Android GravityRAT malware now steals your WhatsApp backups

Since August 2022, a new Android malware campaign has been active, spreading the latest version of GravityRAT. This malware infects mobile devices by disguising itself as a trojanized chat app called ‘BingeChat’ and aims to steal data from the victims’ devices.

ESET researcher Lukas Stefanko analyzed a sample of this malware after receiving a tip from the MalwareHunterTeam. One of the notable additions observed in the latest version of GravityRAT is its ability to steal WhatsApp backup files.

WhatsApp backups are created to facilitate users in transferring their message history, media files, and data to new devices. However, these backups can contain sensitive information such as text, videos, photos, documents, and more, all of which are stored in an unencrypted format.

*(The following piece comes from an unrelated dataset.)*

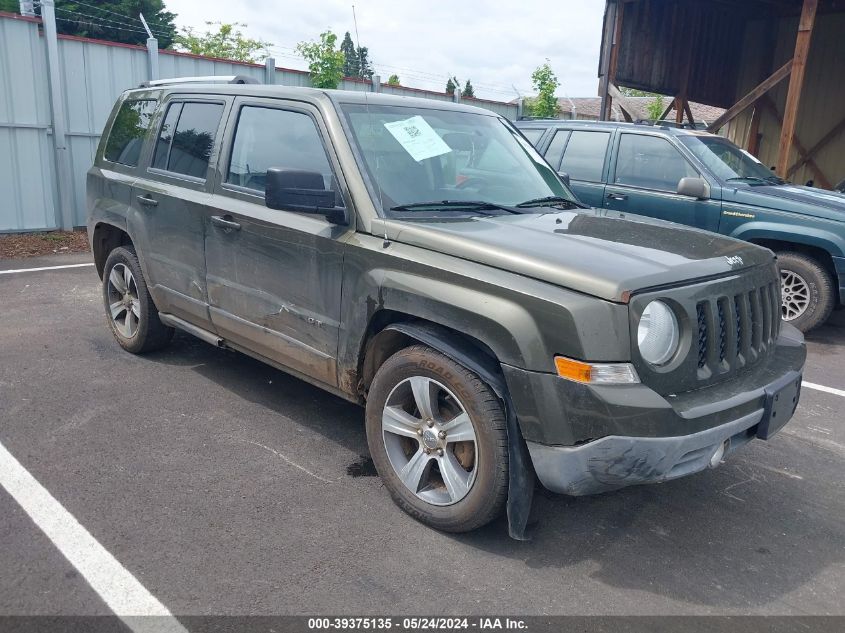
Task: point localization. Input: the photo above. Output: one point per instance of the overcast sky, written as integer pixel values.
(495, 44)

It is important to remain vigilant and take appropriate security measures to protect your Android device from such malware campaigns, as they pose a risk to the privacy and security of your personal data.

GravityRAT, a spyware that has been active since at least 2015, expanded its targeting to Android devices in 2020. The operators behind the spyware, known as ‘SpaceCobra,’ exclusively utilize it for specific and focused surveillance operations.

The spyware is distributed under the guise of a chat app called ‘BingeChat,’ which claims to offer end-to-end encryption and a user-friendly interface with advanced features.

According to ESET, the malicious app is primarily delivered through the domain “bingechat[.]net,” and potentially other domains or distribution channels. However, access to the download is invite-based, requiring users to provide valid credentials or register a new account.

While the registration is currently closed, this method allows the operators to specifically target individuals for the distribution of the malicious app. It also poses challenges for researchers trying to obtain a copy of the app for analysis.

In 2021, GravityRAT’s operators employed a similar tactic of promoting malicious Android APKs through a chat app named ‘SoSafe.’ Prior to that, they used another app called ‘Travel Mate Pro.’

During his analysis, Lukas Stefanko from ESET discovered that the ‘BingeChat’ app is a modified version of OMEMO IM, a legitimate open-source instant messenger app for Android.

Further investigation by ESET’s analyst revealed that SpaceCobra had previously used OMEMO IM as the basis for another fraudulent app called “Chatico.” This app was distributed to targets in the summer of 2022 through the now-offline domain “chatico.co[.]uk.”

GravityRAT capabilities

Upon installation on the target device, BingeChat requests permissions that pose potential risks to the user’s privacy and security. These permissions include access to contacts, location, phone, SMS, storage, call logs, camera, and microphone.

These permissions are commonly requested by instant messaging apps, making them appear normal and unlikely to raise suspicions among victims.

Before users register on BingeChat, the app sends various data, such as call logs, contact lists, SMS messages, device location, and basic device information, to the command and control (C2) server controlled by the threat actor.

Furthermore, BingeChat steals media and document files with specific file extensions, including jpg, jpeg, log, png, PNG, JPG, JPEG, txt, pdf, xml, doc, xls, xlsx, ppt, pptx, docx, opus, crypt14, crypt12, crypt13, crypt18, and crypt32. The “crypt” file extensions are associated with WhatsApp Messenger backups, as mentioned earlier.

Another noteworthy capability of GravityRAT is its ability to receive commands from the C2 server. These commands include “delete all files” of a specified extension, “delete all contacts,” and “delete all call logs.”

While SpaceCobra’s campaigns primarily target India and are highly focused, it is crucial for all Android users to exercise caution. Avoid downloading APKs from sources other than Google Play and be wary of risky permission requests when installing any app to protect your privacy and security.